Job reference #6170_8470618
We’re seeking talented Data Engineers to help build, scale and maintain and optimize our data workflows into our data lake.
Key Responsibilities
- Design and develop high volume, scalable, extensible and reliable big data processing and analytics pipelines.
- Provide technical solutions for product needs as well as for supporting operations.
- Acquire, clean and analyze large, messy data sets from Big Data sources
- Integrate data from multiple internal/external data sources and APIs
- Automate, extend and scale the data processing and analytics pipeline
- Create custom tools to streamline and optimize workflow and enable cohesive data driven applications
- Design and develop SQL scripts and tools to support adhoc analytical requests
Requirement
- Proficiency in distributed computing principles. Experience with Cloudera/MapR/Hortonworks.
- Proficiency with Spark, Hadoop MapReduce, HDFS. Strong expertise in Scala/Spark is very desirable.

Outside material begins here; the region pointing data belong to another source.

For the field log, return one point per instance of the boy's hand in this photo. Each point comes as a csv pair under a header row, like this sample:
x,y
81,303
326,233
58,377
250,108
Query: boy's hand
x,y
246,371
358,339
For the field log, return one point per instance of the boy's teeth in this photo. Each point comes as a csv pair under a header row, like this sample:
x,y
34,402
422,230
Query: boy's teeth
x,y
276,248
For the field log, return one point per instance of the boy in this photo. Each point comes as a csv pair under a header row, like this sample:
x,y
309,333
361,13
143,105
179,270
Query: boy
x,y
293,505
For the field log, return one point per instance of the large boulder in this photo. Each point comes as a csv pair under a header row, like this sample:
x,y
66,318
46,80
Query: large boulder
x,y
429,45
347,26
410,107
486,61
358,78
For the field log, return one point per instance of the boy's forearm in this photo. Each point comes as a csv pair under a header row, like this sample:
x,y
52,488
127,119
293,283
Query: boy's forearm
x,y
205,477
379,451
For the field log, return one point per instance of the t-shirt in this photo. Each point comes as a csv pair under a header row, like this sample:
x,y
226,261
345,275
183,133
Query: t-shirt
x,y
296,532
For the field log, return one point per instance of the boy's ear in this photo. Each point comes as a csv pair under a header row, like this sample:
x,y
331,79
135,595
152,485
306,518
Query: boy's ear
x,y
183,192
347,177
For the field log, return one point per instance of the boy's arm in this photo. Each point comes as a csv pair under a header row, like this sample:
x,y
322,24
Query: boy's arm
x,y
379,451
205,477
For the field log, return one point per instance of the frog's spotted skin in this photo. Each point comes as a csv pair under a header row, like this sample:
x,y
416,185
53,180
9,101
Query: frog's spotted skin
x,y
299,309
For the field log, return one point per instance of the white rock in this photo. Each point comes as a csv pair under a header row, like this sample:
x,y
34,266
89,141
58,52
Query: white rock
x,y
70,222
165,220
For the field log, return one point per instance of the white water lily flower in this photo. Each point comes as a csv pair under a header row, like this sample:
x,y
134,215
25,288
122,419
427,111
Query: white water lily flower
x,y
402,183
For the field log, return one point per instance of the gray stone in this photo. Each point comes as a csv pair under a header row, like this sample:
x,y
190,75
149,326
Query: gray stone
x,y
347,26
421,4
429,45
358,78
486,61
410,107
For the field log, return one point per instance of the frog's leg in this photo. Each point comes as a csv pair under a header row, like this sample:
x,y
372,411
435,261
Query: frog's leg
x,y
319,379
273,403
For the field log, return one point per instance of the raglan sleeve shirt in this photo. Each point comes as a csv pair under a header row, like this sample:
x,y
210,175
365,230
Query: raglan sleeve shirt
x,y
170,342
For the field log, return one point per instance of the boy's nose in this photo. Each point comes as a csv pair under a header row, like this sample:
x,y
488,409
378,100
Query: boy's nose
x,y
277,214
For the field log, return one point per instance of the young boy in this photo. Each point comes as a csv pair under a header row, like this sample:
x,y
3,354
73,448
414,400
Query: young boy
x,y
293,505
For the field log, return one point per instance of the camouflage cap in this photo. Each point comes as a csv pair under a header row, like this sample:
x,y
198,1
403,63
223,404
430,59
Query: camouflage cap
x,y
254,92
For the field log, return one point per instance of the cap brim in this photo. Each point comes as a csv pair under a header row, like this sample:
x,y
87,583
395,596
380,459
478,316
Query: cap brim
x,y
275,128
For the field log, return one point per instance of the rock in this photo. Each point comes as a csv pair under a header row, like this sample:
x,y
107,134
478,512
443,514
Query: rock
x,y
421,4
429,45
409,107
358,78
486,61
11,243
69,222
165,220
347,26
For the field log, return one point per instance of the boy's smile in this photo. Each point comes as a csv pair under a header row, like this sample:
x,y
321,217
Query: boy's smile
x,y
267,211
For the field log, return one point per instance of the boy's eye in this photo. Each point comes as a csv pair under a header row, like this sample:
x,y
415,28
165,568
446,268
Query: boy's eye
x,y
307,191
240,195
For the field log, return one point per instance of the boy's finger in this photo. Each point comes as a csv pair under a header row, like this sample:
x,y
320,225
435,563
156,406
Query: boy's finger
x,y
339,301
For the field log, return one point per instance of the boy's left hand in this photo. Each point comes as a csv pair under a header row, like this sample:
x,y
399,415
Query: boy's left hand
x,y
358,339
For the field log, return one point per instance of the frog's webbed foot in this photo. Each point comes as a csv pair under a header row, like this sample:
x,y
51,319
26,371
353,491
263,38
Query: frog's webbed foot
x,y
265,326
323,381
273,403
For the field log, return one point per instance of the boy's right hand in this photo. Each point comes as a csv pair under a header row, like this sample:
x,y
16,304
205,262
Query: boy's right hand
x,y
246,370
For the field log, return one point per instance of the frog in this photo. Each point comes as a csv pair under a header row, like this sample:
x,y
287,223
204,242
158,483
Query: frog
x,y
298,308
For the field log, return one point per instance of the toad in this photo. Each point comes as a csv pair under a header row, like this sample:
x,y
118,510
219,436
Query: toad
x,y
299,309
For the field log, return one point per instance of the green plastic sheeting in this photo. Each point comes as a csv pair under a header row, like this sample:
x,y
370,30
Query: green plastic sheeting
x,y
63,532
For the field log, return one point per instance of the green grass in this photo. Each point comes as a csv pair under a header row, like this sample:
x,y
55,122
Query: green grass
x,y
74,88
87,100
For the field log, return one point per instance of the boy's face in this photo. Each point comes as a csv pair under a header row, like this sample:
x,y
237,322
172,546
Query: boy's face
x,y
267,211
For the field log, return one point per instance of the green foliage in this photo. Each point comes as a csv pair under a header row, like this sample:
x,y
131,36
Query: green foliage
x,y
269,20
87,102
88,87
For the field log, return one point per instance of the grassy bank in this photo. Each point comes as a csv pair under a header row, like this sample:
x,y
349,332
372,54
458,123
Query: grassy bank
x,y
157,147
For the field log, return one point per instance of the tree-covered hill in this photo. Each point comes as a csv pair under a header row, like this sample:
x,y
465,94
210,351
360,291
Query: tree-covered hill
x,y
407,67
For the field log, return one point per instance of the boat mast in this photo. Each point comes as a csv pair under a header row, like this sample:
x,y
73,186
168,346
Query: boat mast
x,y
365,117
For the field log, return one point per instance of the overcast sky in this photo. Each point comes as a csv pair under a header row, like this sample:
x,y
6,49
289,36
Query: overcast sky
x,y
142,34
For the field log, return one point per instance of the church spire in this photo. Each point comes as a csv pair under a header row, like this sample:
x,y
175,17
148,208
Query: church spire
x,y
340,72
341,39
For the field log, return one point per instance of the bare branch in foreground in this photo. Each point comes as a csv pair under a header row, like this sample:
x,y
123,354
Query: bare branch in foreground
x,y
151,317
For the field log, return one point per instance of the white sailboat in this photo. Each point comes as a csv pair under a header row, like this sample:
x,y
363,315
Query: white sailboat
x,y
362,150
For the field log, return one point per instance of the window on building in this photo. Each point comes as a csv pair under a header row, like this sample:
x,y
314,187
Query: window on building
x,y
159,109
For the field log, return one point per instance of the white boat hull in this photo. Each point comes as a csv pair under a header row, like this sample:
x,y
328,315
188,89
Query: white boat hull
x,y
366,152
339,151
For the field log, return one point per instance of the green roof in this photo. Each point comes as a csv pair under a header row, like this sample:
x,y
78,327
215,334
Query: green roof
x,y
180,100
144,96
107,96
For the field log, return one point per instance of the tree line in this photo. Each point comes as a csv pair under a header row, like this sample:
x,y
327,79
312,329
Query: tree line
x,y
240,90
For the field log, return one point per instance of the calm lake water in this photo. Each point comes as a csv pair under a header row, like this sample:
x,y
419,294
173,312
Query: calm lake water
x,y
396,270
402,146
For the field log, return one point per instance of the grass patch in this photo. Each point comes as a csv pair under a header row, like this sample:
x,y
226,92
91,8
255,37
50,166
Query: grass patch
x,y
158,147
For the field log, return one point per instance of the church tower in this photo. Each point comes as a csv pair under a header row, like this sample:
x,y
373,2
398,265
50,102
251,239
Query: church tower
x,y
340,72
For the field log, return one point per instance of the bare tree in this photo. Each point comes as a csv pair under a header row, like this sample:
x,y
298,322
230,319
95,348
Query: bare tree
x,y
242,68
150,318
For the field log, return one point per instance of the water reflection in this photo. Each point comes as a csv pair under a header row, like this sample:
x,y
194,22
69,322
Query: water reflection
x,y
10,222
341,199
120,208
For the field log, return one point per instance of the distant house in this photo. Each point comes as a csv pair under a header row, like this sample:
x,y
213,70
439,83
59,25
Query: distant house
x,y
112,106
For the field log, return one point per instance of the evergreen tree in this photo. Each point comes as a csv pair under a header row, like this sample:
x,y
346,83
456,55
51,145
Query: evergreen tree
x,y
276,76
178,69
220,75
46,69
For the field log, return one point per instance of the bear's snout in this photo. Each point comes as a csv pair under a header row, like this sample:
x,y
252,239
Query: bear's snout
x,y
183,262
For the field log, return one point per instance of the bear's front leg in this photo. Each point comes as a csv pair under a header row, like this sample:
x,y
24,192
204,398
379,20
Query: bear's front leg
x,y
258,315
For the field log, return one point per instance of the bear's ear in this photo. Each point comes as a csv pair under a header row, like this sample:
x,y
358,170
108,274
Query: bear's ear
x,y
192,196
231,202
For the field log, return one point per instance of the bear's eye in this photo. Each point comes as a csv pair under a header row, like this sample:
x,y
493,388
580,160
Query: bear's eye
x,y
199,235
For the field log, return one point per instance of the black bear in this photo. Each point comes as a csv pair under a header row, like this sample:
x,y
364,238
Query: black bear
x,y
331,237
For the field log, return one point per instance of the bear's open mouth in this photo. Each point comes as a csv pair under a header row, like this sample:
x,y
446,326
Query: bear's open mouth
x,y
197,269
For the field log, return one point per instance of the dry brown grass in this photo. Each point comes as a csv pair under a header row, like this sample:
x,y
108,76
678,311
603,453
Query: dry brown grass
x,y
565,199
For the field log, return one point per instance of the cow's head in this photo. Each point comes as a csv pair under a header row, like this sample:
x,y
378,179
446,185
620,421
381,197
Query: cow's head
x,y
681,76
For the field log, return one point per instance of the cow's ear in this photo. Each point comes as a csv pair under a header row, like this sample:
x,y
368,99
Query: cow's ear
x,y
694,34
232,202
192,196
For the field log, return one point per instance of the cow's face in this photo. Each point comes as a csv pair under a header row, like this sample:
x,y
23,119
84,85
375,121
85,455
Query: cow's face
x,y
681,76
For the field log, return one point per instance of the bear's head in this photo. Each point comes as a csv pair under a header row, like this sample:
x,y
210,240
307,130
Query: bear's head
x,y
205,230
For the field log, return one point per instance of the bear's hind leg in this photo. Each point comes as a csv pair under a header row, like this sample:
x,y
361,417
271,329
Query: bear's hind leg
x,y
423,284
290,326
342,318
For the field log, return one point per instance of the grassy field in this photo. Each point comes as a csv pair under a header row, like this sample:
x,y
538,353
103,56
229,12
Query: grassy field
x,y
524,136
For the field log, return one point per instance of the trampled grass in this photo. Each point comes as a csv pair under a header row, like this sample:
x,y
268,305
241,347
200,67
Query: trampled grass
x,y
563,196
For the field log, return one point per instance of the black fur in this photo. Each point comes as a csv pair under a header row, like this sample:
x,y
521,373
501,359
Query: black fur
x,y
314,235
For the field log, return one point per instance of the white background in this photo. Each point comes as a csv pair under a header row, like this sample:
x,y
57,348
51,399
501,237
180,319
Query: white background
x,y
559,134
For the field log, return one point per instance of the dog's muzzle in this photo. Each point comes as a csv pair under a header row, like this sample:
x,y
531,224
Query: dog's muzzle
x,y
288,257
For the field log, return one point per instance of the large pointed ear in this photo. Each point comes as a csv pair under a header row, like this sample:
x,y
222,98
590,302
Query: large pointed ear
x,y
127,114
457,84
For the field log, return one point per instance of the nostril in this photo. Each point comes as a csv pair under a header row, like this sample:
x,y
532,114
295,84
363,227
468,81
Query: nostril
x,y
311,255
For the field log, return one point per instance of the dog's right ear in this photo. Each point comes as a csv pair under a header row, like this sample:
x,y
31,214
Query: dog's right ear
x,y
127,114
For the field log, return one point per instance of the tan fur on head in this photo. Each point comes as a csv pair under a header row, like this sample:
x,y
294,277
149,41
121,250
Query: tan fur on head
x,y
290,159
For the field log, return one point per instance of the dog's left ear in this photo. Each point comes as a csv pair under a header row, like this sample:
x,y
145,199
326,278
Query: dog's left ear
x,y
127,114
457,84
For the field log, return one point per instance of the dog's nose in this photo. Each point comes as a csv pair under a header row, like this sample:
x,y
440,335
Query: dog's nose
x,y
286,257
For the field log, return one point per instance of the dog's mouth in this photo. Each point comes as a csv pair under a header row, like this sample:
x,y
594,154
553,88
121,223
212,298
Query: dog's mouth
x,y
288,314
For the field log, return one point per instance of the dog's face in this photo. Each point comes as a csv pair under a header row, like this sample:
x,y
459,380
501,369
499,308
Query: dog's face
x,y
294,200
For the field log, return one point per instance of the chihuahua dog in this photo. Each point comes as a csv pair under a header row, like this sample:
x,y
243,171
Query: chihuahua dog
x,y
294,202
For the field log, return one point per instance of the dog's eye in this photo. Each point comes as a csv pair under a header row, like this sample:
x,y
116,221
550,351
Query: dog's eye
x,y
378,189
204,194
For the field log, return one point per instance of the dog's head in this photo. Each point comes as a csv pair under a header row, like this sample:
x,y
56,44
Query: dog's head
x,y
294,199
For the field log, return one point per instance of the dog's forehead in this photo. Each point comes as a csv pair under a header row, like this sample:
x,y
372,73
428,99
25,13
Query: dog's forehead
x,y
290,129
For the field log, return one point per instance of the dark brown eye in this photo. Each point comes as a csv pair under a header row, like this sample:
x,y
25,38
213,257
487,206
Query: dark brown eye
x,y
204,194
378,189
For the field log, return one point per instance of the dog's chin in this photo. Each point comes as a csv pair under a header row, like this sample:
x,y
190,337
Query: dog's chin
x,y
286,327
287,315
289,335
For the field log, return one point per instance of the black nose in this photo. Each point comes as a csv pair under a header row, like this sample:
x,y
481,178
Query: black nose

- Excellent knowledge of data structures, algorithms and design patterns
- Deep understanding of SQL/NoSQL and system performance on Big Data platforms
- Proficiency in SQL and/or at least one of the high level programming languages, Java/Scala/Python
- Experience in large scale data analysis on platforms like Hadoop/Spark in Pig / Hive / Spark
- Experience with NoSQL databases, such as HBase, Cassandra, MongoDB is a plus
- Ability to work independently and collaboratively within a team
- Flexible, adaptive, quick learner